With Cruyff on the field, Ajax won the European Cup for three consecutive years from 1971-1973 before he moved to FC Barcelona midseason in 1973 and led the middle-of-the-table team to its first national title in a decade.
That season was crowned with a 5-0 away win at Barcelona’s arch-rival Real Madrid so sweet the Catalans still sometimes refer to Cruyff as "El Salvador," the savior.
The transfer fee paid by Barcelona was a world record and is seen as a milestone in the commercialization of sport. He was also one of the first soccer players to take on corporate sponsorships.
Even if it is common now for major players to enjoy a golden twilight in the United States, Cruyff did so almost 40 years ago, when at 32, he joined the Los Angeles Aztecs.
British sports writer Dave Miller, who once called Cruyff "Pythagorus in boots" for his ability to calculate the geometry of players in motion, wrote that "few have been able to exact, both physically and mentally, such mesmeric control on a match from one penalty area to another."
Many fans who watched Cruyff play as children can still replicate some of his moves, including the "Cruyff turn" — a technique he used for passing defenders by faking toward them, then flicking the ball behind his own other leg in the opposite direction and darting after it.

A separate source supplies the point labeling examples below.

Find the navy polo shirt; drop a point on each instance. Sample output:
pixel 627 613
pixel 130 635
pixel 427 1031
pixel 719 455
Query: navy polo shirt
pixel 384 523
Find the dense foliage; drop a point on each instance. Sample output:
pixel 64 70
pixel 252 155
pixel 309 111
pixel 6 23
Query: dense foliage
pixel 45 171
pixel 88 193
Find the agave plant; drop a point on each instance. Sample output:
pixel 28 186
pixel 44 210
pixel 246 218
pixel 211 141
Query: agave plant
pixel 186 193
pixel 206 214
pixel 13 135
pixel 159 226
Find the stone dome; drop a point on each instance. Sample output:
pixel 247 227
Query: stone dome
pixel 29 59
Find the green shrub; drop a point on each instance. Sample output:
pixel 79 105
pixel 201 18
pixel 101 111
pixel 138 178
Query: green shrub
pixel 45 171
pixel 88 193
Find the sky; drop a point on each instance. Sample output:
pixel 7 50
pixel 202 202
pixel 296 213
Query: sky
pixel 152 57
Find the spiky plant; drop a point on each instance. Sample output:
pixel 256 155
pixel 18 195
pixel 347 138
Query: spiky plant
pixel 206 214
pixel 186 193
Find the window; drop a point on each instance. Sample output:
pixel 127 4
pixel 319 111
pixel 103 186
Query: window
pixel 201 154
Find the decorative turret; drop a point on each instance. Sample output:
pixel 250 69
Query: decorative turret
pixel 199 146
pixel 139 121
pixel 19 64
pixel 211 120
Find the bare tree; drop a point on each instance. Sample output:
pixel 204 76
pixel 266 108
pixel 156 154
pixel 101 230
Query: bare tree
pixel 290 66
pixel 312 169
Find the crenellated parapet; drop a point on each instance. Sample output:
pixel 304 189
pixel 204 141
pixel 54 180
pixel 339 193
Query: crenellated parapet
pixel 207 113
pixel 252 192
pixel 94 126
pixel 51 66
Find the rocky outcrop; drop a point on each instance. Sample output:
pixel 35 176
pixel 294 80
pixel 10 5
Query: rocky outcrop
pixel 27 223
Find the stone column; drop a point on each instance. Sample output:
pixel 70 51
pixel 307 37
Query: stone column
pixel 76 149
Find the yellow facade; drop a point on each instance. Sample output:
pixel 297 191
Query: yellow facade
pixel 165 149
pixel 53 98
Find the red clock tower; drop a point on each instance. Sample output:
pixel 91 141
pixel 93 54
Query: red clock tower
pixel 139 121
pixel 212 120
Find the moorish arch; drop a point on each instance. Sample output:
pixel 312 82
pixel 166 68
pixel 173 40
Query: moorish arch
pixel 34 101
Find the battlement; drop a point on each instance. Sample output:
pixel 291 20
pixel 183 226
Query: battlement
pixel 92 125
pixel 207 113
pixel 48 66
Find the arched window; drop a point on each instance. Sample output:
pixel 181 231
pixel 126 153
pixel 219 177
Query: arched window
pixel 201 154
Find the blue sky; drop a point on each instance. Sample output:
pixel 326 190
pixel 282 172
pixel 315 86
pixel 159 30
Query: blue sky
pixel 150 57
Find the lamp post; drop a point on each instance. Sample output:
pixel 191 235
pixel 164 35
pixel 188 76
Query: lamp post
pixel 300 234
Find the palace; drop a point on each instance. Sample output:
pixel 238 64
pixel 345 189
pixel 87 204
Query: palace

Cruyff’s pronouncements on the game skirted the line between profundity and nonsense.
Criticizing overly defensive play, he once said: "Italians can’t beat you, though you can lose to them."
Other much quoted lines were: "You can’t score if you don’t shoot," and "Before I make a mistake, I don’t make it."
Cruyff launched a tradition of great forwards coming out of the Netherlands that included Marco Van Basten, Patrick Kluivert, Ruud van Nistelrooy and Dennis Bergkamp. Yet defenders like Dutch national team player Ronald Koeman were just as much inspired by him.
"He meant almost everything to me," Koeman said.
He had a wife Danny, daughters Chantal and Susila, and a son Jordi, who also played soccer professionally.
"He was our most famous Dutchman around the globe," said Prime Minister Rutte.